Intent-Code Divergence

Medium
Confidence
88% confidence
Finding
The skill promises not to store raw CV text, but it explicitly persists CV-derived project data in profile.json via cv_projects. Free-text project descriptions can contain sensitive resume content, proprietary details, employer names, dates, and other personal data, so this creates a privacy mismatch and potential over-collection issue. In this context the danger is moderate because data remains local, but the policy contradiction can mislead users about what is retained.

Vague Triggers

Medium
Confidence
82% confidence
Finding
The activation criteria are broad enough to match generic interview-help requests, which can cause the wrong skill to activate and process user input outside its intended backend-only scope.
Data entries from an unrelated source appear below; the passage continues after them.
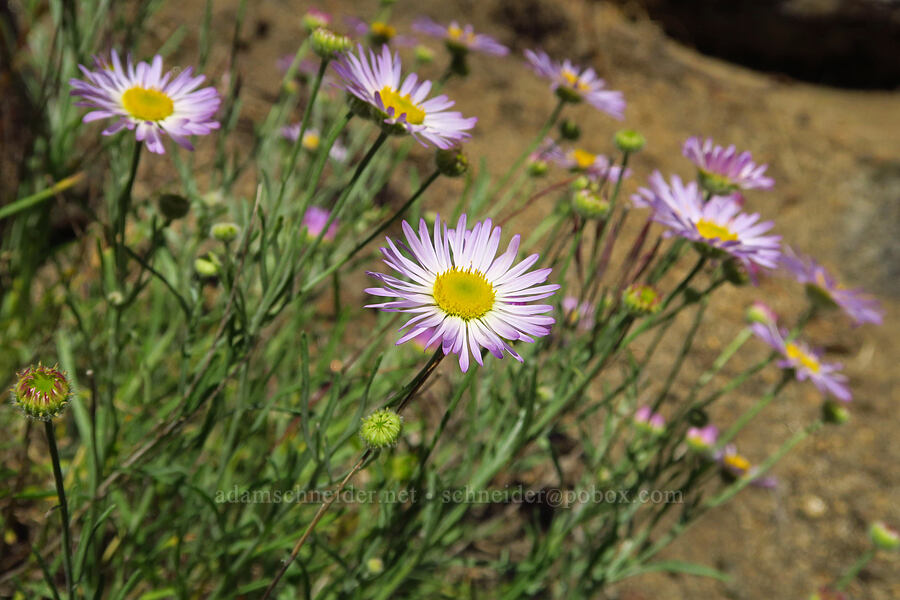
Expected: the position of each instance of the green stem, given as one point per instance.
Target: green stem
(63, 507)
(851, 573)
(337, 265)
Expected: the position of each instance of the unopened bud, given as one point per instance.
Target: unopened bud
(225, 232)
(452, 162)
(326, 43)
(629, 140)
(41, 392)
(381, 428)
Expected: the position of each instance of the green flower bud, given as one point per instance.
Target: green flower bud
(629, 140)
(381, 428)
(173, 206)
(326, 44)
(717, 185)
(375, 566)
(452, 162)
(424, 54)
(569, 130)
(590, 205)
(225, 232)
(206, 268)
(884, 536)
(41, 392)
(835, 413)
(538, 168)
(641, 299)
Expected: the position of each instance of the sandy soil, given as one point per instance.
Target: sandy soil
(836, 157)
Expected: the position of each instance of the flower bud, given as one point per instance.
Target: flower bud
(759, 312)
(205, 267)
(835, 413)
(629, 140)
(424, 54)
(326, 44)
(590, 205)
(538, 167)
(173, 206)
(883, 536)
(569, 130)
(315, 19)
(225, 232)
(452, 162)
(41, 392)
(641, 299)
(381, 428)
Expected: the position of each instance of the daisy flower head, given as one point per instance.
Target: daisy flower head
(825, 290)
(460, 39)
(717, 224)
(314, 221)
(722, 170)
(378, 33)
(141, 98)
(805, 362)
(574, 84)
(457, 287)
(401, 106)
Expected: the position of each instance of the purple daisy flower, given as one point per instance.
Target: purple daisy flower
(821, 286)
(723, 170)
(376, 80)
(314, 221)
(459, 288)
(460, 39)
(718, 223)
(144, 99)
(805, 362)
(378, 32)
(574, 84)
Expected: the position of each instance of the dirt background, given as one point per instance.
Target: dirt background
(835, 154)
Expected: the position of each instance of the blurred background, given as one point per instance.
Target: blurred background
(810, 87)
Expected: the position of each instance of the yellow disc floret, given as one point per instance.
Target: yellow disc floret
(465, 294)
(147, 105)
(710, 231)
(401, 105)
(799, 355)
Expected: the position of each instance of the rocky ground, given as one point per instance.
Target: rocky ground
(835, 154)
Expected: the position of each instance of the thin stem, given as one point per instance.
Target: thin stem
(63, 507)
(337, 265)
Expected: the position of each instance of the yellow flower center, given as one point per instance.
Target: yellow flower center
(401, 105)
(465, 294)
(147, 105)
(710, 231)
(310, 140)
(737, 462)
(583, 159)
(797, 354)
(382, 30)
(573, 80)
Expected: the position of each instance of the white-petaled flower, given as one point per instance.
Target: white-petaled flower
(144, 99)
(402, 105)
(461, 291)
(723, 170)
(574, 84)
(719, 223)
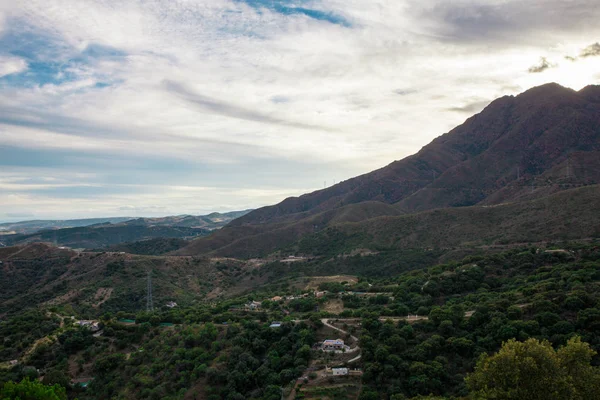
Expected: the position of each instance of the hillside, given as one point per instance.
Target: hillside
(566, 215)
(99, 236)
(105, 234)
(26, 227)
(428, 327)
(521, 148)
(92, 283)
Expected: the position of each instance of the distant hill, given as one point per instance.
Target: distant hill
(105, 233)
(26, 227)
(518, 149)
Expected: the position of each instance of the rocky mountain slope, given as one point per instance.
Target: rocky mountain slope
(521, 148)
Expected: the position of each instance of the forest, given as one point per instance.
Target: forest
(464, 316)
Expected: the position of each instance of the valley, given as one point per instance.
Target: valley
(397, 284)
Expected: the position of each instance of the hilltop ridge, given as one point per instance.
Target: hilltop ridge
(519, 148)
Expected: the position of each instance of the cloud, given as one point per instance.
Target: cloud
(591, 51)
(472, 107)
(543, 65)
(11, 65)
(227, 109)
(223, 104)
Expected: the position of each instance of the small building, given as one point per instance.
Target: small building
(253, 305)
(339, 371)
(94, 326)
(332, 344)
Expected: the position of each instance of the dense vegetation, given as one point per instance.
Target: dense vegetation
(542, 298)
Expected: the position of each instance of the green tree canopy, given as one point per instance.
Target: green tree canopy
(534, 370)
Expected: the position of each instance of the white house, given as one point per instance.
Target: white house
(332, 344)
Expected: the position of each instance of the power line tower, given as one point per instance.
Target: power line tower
(149, 303)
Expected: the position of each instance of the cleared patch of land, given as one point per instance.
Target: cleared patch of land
(315, 281)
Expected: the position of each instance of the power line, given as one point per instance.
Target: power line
(149, 303)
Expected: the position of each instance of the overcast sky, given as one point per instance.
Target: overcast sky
(162, 107)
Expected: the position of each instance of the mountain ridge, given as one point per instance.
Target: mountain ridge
(518, 148)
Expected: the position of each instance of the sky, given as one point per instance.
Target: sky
(164, 107)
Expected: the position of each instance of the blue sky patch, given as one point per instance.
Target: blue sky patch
(49, 59)
(289, 7)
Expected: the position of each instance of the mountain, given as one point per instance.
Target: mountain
(38, 274)
(105, 233)
(519, 148)
(26, 227)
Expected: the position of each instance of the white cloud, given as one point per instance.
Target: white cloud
(11, 65)
(357, 97)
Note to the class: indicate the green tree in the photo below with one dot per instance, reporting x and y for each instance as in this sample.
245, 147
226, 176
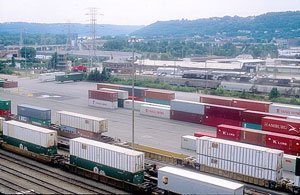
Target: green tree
274, 93
28, 52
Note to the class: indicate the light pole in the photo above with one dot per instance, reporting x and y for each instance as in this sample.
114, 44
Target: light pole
132, 41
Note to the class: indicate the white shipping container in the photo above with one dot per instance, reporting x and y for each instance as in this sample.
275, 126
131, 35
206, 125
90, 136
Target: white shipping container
288, 110
156, 111
240, 168
103, 104
187, 182
1, 123
50, 76
121, 93
30, 133
188, 142
289, 162
107, 154
239, 152
81, 121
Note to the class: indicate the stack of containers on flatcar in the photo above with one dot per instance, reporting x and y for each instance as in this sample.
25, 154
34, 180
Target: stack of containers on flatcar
159, 97
5, 107
107, 159
122, 95
187, 111
216, 115
139, 92
287, 143
33, 114
245, 159
29, 137
103, 99
73, 125
253, 119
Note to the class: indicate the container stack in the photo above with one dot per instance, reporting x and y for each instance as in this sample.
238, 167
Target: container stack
187, 111
156, 111
35, 115
29, 137
158, 97
245, 159
122, 95
107, 159
78, 125
5, 107
103, 99
139, 92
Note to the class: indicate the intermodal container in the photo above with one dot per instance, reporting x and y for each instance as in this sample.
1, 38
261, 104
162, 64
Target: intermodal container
107, 159
5, 104
229, 132
81, 121
251, 126
223, 101
283, 126
121, 94
215, 121
223, 112
188, 106
103, 95
34, 112
138, 91
159, 95
287, 110
156, 111
251, 105
157, 101
102, 104
255, 117
107, 85
181, 181
202, 134
30, 137
5, 112
10, 84
186, 117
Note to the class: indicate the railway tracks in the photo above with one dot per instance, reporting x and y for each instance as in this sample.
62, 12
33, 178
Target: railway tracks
53, 182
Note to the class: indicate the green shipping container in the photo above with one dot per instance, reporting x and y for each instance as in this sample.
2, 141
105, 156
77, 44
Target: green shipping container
252, 126
70, 77
156, 101
136, 178
29, 146
5, 104
121, 103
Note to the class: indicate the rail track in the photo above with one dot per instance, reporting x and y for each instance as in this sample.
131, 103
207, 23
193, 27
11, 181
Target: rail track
89, 188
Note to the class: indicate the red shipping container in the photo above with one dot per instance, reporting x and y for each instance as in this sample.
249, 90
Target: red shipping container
215, 121
283, 126
229, 132
223, 101
187, 117
136, 98
10, 84
201, 134
107, 85
159, 95
251, 105
103, 95
223, 112
255, 117
5, 112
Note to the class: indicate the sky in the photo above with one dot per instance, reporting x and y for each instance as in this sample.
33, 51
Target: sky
135, 12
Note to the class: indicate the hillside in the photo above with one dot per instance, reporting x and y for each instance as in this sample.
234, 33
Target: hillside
277, 24
61, 28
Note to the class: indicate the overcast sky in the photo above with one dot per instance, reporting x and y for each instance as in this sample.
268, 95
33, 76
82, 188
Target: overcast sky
135, 12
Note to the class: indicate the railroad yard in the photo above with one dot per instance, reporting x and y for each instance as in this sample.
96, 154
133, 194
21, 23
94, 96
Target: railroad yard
19, 174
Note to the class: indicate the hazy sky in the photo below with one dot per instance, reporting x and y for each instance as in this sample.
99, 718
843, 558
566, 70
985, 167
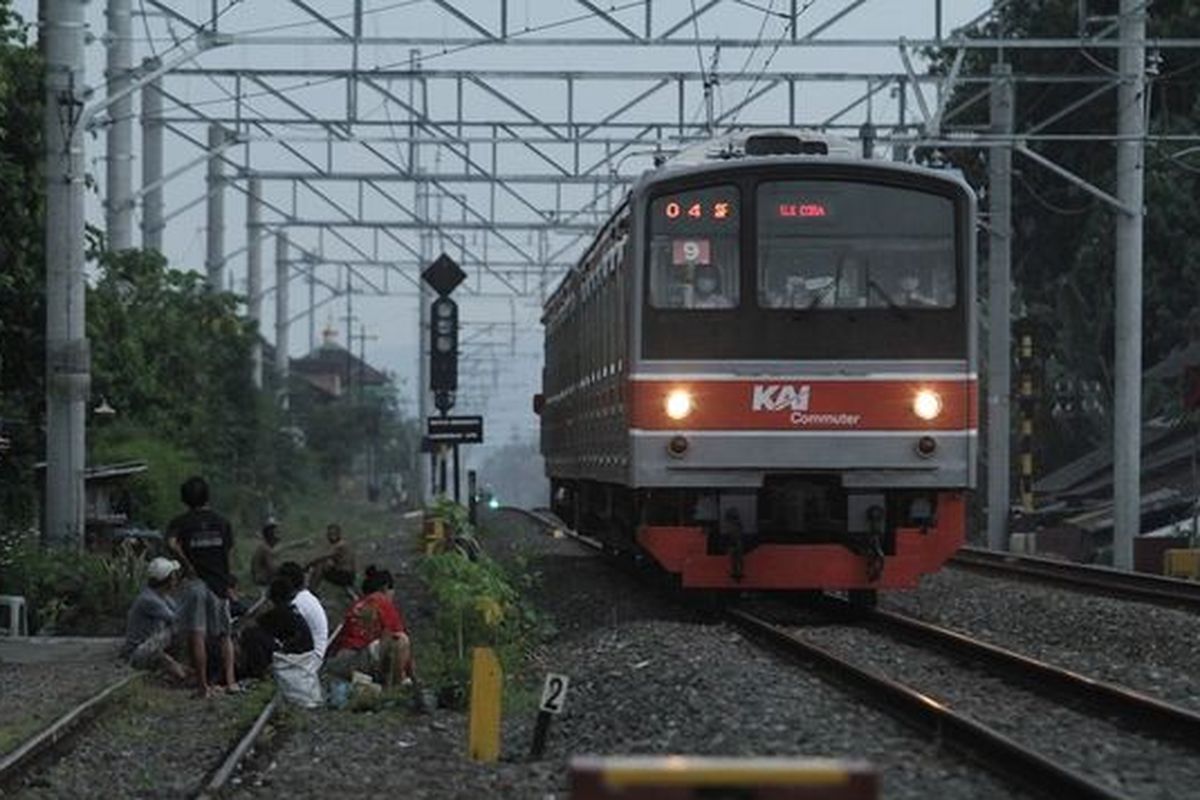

This is primarily a routing and scope-control issue rather than a direct security exploit, but it can lead to unintended file reads, writes, or persistence when another skill should have handled the request. The backend-only context slightly reduces risk, yet the trigger language still lacks clear boundaries.

Vague Triggers

Medium
Confidence
86% confidence
Finding
Treating any CV/resume mention or file path as an activation trigger is overly permissive and can cause the skill to ingest sensitive personal documents even when the user did not clearly ask for backend-interview assistance. Because the skill has read/write capabilities and stores extracted profile data, accidental activation increases privacy risk. The local-only design lowers severity, but CVs are highly sensitive and deserve explicit consent and narrower triggering.

VirusTotal

64/64 vendors flagged this skill as clean.